It seems necessary to say at the outset that I find the English novel a problematic entity, difficult to be properly sensible about. The language now is so much larger than the culture, and somewhere between them is the literature: the sphere of influence–that sense of being at the centre–seems always to be shrinking. It shrinks but, importantly, hardly disappears: it is not a new centre but new centres which emerge. Wells saw this, and in the War of the Worlds, the martians, in a brilliant depiction of our smug, arrogant provincialism, do not invade London; they invade the home countries. And although Wells wanted his readers to see themselves dwarfed by this interplanetary point-of-view, colonized, naturally he also felt that suburban life in the home countries was the cosy plateau of human achievement. You were, there, at the centre of things, even for a hungry martian.
English writers are potentially experts in some of the great formal problems of contemporary fiction: the problem of removing yourself from, or confessing yourself at, the centre; the problem of the microcosm that no longer necessarily implies a macrocosm, but proclaims its own marginality. I say ‘potentially’, because adopting the alien viewpoint, seeing yourself in the long perspective, goes against the grain (Wells doesn’t strike one as a fair example). John Fowles in The French Lieutenant’s Woman identified the capacity to stand outside as one of Hardy’s most prophetic achievements: in pasticheing his famous narrative awkwardness (‘a person of curiosity could at once have deduced several strong probabilities about…’).
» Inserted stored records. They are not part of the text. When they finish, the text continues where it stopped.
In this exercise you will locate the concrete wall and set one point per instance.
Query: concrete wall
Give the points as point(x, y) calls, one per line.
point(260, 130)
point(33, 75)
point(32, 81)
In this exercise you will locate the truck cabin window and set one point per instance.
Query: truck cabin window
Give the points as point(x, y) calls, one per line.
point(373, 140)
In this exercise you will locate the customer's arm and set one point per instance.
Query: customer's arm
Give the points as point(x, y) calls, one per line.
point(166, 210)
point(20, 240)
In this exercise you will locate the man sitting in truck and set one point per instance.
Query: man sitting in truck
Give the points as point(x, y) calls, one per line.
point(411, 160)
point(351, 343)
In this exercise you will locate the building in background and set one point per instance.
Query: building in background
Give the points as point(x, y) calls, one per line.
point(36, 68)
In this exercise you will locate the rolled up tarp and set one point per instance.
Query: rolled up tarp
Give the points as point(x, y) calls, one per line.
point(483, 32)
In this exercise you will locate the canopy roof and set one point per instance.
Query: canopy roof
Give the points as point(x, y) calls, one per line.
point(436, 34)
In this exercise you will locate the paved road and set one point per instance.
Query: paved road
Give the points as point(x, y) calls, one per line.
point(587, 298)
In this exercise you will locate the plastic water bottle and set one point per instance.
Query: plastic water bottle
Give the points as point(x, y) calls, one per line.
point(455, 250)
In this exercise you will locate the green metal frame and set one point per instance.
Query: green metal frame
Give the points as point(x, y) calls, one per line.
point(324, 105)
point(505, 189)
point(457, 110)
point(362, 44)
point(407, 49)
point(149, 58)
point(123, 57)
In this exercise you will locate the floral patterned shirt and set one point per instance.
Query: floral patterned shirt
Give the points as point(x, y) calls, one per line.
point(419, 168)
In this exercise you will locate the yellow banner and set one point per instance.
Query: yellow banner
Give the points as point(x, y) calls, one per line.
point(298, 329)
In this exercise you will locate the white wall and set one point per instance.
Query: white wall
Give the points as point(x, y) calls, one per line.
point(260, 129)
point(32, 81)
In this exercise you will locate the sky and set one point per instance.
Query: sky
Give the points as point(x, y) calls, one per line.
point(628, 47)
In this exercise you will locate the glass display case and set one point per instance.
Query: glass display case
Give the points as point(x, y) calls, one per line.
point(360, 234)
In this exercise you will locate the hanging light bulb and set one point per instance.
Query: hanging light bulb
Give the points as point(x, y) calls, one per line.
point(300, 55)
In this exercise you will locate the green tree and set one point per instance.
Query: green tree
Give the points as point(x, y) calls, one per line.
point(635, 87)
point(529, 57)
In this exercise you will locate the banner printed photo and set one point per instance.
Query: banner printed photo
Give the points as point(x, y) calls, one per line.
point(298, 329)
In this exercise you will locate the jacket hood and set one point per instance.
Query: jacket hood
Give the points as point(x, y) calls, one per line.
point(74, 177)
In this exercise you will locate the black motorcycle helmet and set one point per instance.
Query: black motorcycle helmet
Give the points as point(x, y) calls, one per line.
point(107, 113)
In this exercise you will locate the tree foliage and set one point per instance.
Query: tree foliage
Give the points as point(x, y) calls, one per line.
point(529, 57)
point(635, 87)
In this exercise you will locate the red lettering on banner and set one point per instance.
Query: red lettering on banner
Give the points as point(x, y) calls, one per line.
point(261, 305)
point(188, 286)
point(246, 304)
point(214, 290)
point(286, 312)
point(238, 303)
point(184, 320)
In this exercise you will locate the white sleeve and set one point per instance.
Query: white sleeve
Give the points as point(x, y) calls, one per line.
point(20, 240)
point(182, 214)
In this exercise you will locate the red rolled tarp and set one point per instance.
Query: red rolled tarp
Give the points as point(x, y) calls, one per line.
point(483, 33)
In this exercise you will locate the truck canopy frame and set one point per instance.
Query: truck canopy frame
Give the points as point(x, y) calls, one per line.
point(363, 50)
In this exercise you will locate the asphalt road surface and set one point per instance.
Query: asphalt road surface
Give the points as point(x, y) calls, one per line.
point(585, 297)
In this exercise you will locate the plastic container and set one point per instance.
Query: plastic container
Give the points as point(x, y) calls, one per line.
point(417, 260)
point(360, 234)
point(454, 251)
Fowles was claiming kin, and acknowledging that a contemporary English novelist is standing on an island that has something uncomfortably in common with Wessex.
Explicitness on the matter, however, is still uncharacteristic. John Bayley in his Essay on Hardy, in defence of the implicit, found The French Lieutenant’s Woman vulgar and exploitative. This isn’t as much of a digression as it may seem: Iris Murdoch, married to Professor Bayley, remains the grandest and most teasing exemplar of continuity with what for brevity’s sake I’ll call the pre-martian past. She is an awesome shamateur, who uses or abuses or ignores the prestigious techniques of alienation (Beckett and Queneau were amongst her early mentors) with a gusto and fine carelessness that make self-doubt seem small minded. Worries about ‘where next’ recede when you produce a novel (almost) every year; her answer to such questions is as triumphantly and infuriatingly pragmatic as Dr Johnson kicking his famously unphilosophic stone, and indeed the inventiveness of her fiction and its deliberate impurity are buttressed by her conviction–reiterated in her book on Plato, The Fire and the Sun–that art is at best second-best. She is, as I want to argue English writers have tended to become, an allegorizer, a speculator, deeply aware of the bad faith involved in seeing yourself at the centre of things. But her fantasy monsters (The Sea, The Sea), her UFOs (The Nice and the Good), her aliens (Luca in The Sacred and Profane Love Machine) are never allowed to take over. She may, in the Plato book, contemplate almost enviously cultures that eschew complex and illusionist fictions, but she shamelessly relishes not belonging to one. Her doubts serve her: that her characters are all sustaining a more-or-less theatrical sense of their own importance must seem to her, I think, merely ‘natural’, the result of being cumbered with the particular set and wardrobe they were born into.